Dean Baldwin and MOCCA turned a museum into a yacht club

The decision to make Dean Baldwin’s show Q.W.Y.C. (Queen West Yacht Club) the Museum of Canadian Contemporary Art's final exhibition on Queen West suggests MOCCA is asking itself some probing questions about whether the traditional model of a museum is still the best one.

Is looking at valuable stuff the best form a museum can take?

Dean Baldwin, Q.W.Y.C. (Queen West Yacht Club), 2015. Museum of Contemporary Canadian Art. (Museum of Contemporary Canadian Art)

A museum is traditionally a place where we go to look at stuff, whether it's an original painting by an Old Master or a shard of a broken vase from a thousand years ago. The final show at the Museum of Contemporary Canadian Art (MOCCA)'s current digs in the Queen West neighbourhood in Toronto signals a change in, or expansion of, the way we think about our institutions. Is the museum about more than just gazing at things?

MOCCA is pulling up stakes and moving out of the area where it's been a staple since 2005. Queen West has long been a centre for art in Toronto, one that gave visibility to artists from photographer and performance artist Suzy Lake to painter Kris Knight. With the museum moving out of the neighbourhood (though not far — it's still in the West end of the city, albeit further north), the decision to make its final exhibition Dean Baldwin's show Q.W.Y.C. (Queen West Yacht Club) suggests MOCCA is asking itself some probing questions about whether the traditional model of a museum is still the best one.

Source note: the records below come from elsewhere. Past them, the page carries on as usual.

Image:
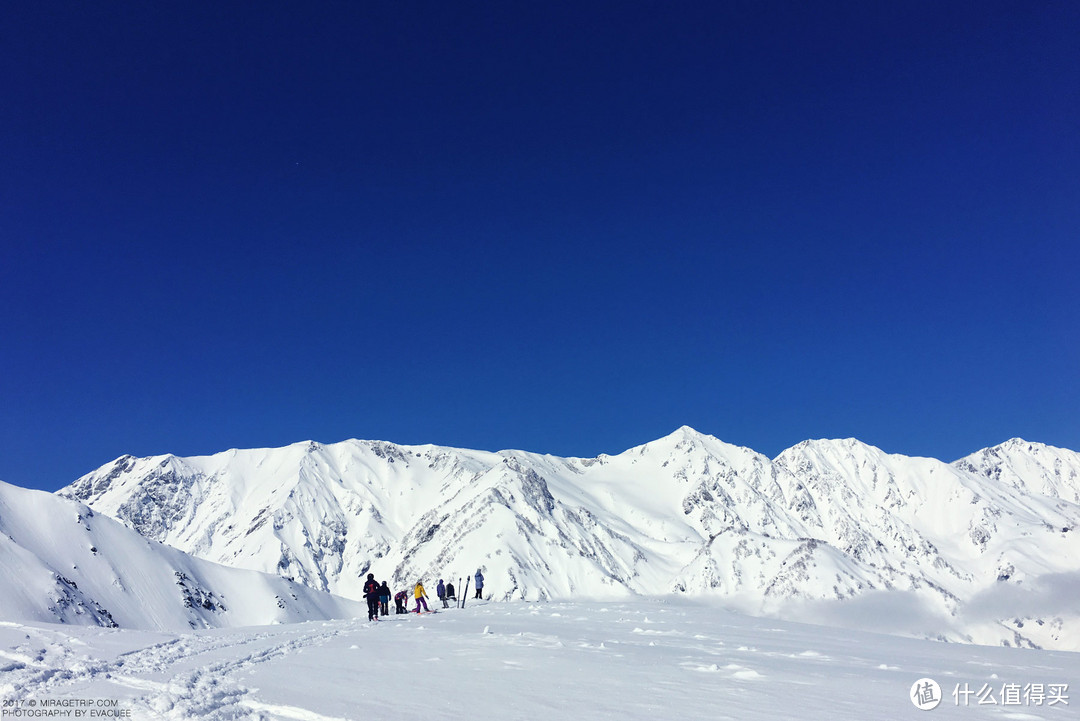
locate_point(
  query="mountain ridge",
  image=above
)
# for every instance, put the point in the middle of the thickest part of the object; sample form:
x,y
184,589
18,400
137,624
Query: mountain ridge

Visitors have hung out on the bunk beds lining the Chalet while they drink wine

Plans for Baldwin to be the last artist to show his work in the building have been in place for a while. Baldwin is known for his relational art, creating immersive and participatory environments. To the uninitiated, relational works can be easy to confuse for everyday activities or part of the surroundings, like Baldwin's Tiki Bar at past exhibitions, a functioning bar that the artist tends where yes, you can order drinks (good ones!). The focus is on the interaction between the viewer and the work, and Q.W.Y.C. includes a roster of social activities for MOCCA's last days on Queen Street.

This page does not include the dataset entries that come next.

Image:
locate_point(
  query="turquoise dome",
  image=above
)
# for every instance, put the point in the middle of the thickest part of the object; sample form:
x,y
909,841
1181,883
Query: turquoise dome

The entrance to MOCCA now features Baldwin's fountain, seemingly built from beach detritus like old rope and pool noodles. It's lined by the picnic benches, where the artist is staging gatherings throughout the show's run. Inside the museum, the visitor makes their way through a wooden Chalet, constructed from leftovers and odds and ends, filled with the hodge podge of items families leave behind at their cottages (old Trivial Pursuit games; mismatched cutlery; appliances in various states of disrepair).

In the main exhibition space, dividing walls have been removed to make a cavernous hall inhabited by a full-sized 1950s Nordic sailboat that's installed precariously on a tilt, resembling either a shipwreck or a boat racing at full speed. Its interior is lined with tinned food, bottles of alcohol and other stuff to keep a castaway occupied for a while. Not all the items are lowbrow – they range from canned sardines and vodka to blueberry preserves and fencing gear. With it, Baldwin has created the space for an imaginary yacht club – a space for people who don't have boats, arranged around a land-locked vessel.

Dean Baldwin, Q.W.Y.C. (Queen West Yacht Club), 2015. Museum of Contemporary Canadian Art. (Museum of Contemporary Canadian Art)

The label text on the wall lists not only the works in the exhibition, but a schedule of events – talks, dinners, performances that seem like the kind of evenings you'd spend at a summer cabin with your friends. In our interview, Baldwin mused that "The role of the museum is shifting out of a collecting institution with valuable objects that rich people have, like gems, to a social club where we gather an see each other and connect." The objects in Q.W.Y.C. aren't treated like they're precious – Baldwin uses his ship's supplies during the events, and visitors have hung out on the bunk beds lining the Chalet while they drink wine from a makeshift cellar built into the cabin's rough floor. 

The shift from a focus on objects to an acknowledgement of what an institution means to the people who visit it, and to the larger community, is a concern that echoes across many museums and galleries. What is contemporary art and how should we look at it? And what role should MOCCA, with its new iteration in a larger building on Sterling Road, play? Baldwin's Q.W.Y.C. is sending the old space off with some questions for the institution to answer, as well as a good-natured month-long farewell to a neighbourhood with a storied art history. 

Q.W.Y.C. by Dean Baldwin is on now until Auguust 23 at the Museum of Contemporary Canadian Art, 952 Queen St. W., in Toronto.